Y allá fue la viuda a hablar con los del pueblo. ¿Y sabes qué le dijeron? Que sí, que dejarían a sus hijos tomar la parte que les correspondía; pero que ya solo había lugar en el centro del terreno. “¿Pero cómo van a entrar y salir?” preguntó la señora. “Ah”, dijeron, “ese es su problema”. Uno le propuso que los enseñara a volar; otro, que podían dejar un pasillito para llegar al centro, pero que tendrían que pagarles cada vez que lo usaran; otro (el más conciliador, según lo calificaron los del pueblo) propuso construir un puente de la calle al centro del terreno, pero sin tocar sus propiedades ni dañar los arbolitos.

La señora suplicó, lloró, se arrastró ante los herederos y ante las autoridades, pero nadie quiso ceder. Entonces, la señora decidió cortar por lo sano, y ese mismo día tomó el camión para regresar a la ciudad. Ah, pero en la noche regresó, trayendo unos tambos llenos de gasolina; y ayudada por sus hijos, la regó por todo el terreno y le echó un cerillo.

Todos los del pueblo corrieron a apagar el incendio con mangueras, cubetas, lavamanos y hasta cucharas llenas de agua. Pero no lograron controlarlo hasta el mediodía. La viuda y sus hijos se habían ido corriendo, y nadie los vio, así que no los pudieron acusar de nada. Los hijos del pueblo gritaron y exigieron justicia; pero las autoridades dijeron que eso les correspondía a ellos; y que se apuraran, antes de que vinieran los hijos del otro pueblo y exigieran la parte que les correspondía.

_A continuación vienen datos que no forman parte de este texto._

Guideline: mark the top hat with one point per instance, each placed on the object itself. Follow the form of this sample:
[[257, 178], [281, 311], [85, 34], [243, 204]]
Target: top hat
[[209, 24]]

Los herederos no quisieron ni acercarse al terreno, porque “olía mal, la gasolina se había penetrado en la tierra, los arbolitos se habían quemado y ya no valía la pena”. Con  el tiempo, las autoridades se apoderaron del terreno, para “construir un dispensario público”. Mentira. El terreno sigue ahí, quemado y lleno de ratas.

La viuda volvió a la vecindad y sacó a sus hijos adelante lo mejor que pudo. Y en la sala, bien enmarcados, colocó el volante y las bujías del coche, única herencia que les dejó su marido.

Yo no presencié toda esta historia, porque sucedió antes de que yo llegara; pero las  vecinas hablan mucho de ella.